Abstract

The genetic material of an egg and a sperm contains the information for all of antigens which will appear under normal conditions during embryonic development and during the whole of the life of the organism. In the beginning, however, both cells seem to be very poor antigenically, the egg in particular. Palm et al. (1971) have shown that an unfertilized mouse egg and a very early mouse embryo — at the level of a few cells — show negative membrane-fluorescence staining with otherwise positive anti-H-2 serum.

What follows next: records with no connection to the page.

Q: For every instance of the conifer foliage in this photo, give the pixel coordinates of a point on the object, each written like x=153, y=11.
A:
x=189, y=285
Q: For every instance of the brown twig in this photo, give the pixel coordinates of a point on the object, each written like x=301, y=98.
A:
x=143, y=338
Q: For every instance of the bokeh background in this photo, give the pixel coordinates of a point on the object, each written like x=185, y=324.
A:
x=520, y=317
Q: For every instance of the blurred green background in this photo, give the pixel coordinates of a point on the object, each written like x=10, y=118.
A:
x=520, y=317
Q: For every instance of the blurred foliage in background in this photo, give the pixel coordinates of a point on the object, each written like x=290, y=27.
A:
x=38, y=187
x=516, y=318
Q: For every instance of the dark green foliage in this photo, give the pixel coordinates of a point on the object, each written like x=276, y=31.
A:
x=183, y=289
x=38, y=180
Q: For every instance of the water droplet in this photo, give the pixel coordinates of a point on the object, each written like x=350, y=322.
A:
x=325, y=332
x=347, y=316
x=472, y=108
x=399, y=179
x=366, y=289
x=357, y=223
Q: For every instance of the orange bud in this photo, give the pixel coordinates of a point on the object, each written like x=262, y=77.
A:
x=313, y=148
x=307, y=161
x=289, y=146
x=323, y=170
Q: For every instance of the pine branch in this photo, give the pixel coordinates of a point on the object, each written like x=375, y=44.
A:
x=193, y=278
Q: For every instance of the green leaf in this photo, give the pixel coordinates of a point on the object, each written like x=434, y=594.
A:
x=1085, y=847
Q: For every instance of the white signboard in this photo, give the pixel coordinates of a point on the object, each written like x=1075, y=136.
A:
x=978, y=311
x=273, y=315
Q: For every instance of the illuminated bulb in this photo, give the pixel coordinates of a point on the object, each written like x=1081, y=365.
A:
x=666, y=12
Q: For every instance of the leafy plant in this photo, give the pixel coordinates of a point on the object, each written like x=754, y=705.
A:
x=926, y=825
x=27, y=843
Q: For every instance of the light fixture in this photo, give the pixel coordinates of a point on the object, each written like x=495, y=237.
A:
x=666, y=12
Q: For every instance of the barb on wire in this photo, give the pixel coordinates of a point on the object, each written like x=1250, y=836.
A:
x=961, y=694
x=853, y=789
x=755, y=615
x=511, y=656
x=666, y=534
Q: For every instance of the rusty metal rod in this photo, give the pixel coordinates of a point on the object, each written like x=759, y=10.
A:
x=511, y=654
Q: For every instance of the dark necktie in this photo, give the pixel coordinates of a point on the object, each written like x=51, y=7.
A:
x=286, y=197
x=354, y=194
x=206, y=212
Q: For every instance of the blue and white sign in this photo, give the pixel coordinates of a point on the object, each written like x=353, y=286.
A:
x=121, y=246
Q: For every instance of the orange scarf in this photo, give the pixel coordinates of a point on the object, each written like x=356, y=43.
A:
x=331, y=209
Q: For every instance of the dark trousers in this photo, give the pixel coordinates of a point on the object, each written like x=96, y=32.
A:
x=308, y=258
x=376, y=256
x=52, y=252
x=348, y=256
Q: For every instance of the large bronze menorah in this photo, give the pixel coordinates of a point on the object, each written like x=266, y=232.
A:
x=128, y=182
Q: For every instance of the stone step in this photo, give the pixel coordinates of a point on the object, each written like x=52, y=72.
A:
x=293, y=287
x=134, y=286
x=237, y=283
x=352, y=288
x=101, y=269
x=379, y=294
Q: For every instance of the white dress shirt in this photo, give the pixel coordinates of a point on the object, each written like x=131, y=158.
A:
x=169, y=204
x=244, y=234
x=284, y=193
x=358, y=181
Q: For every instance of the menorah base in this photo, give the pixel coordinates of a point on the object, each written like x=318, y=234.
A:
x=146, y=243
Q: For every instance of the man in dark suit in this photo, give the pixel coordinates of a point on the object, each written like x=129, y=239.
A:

Antisera prepared against weak histocompatibility antigens (H-1, H-6) produced a positive membrane fluorescence reaction with the unfertilized egg, and the embryo at the level of a few cells. We recently reported (Koldovsky et al., 1972) that guinea-pig antiserum prepared against unfertilized mouse eggs is highly cytotoxic for these eggs, but such an antiserum has no detectable cytotoxic activity against normal mouse cells from an adult animal. Unfertilized mouse eggs are also insensitive to the cytotoxic action of guinea-pig antiserum to mouse spleen cells or to mouse anti-H-2 antigen antibodies. The effect of guinea-pig antisera against unfertilized mouse eggs seems to be species-specific (rat, hamster, rabbit). This property is different from that of organ-specific antigens, which usually cross the species barrier.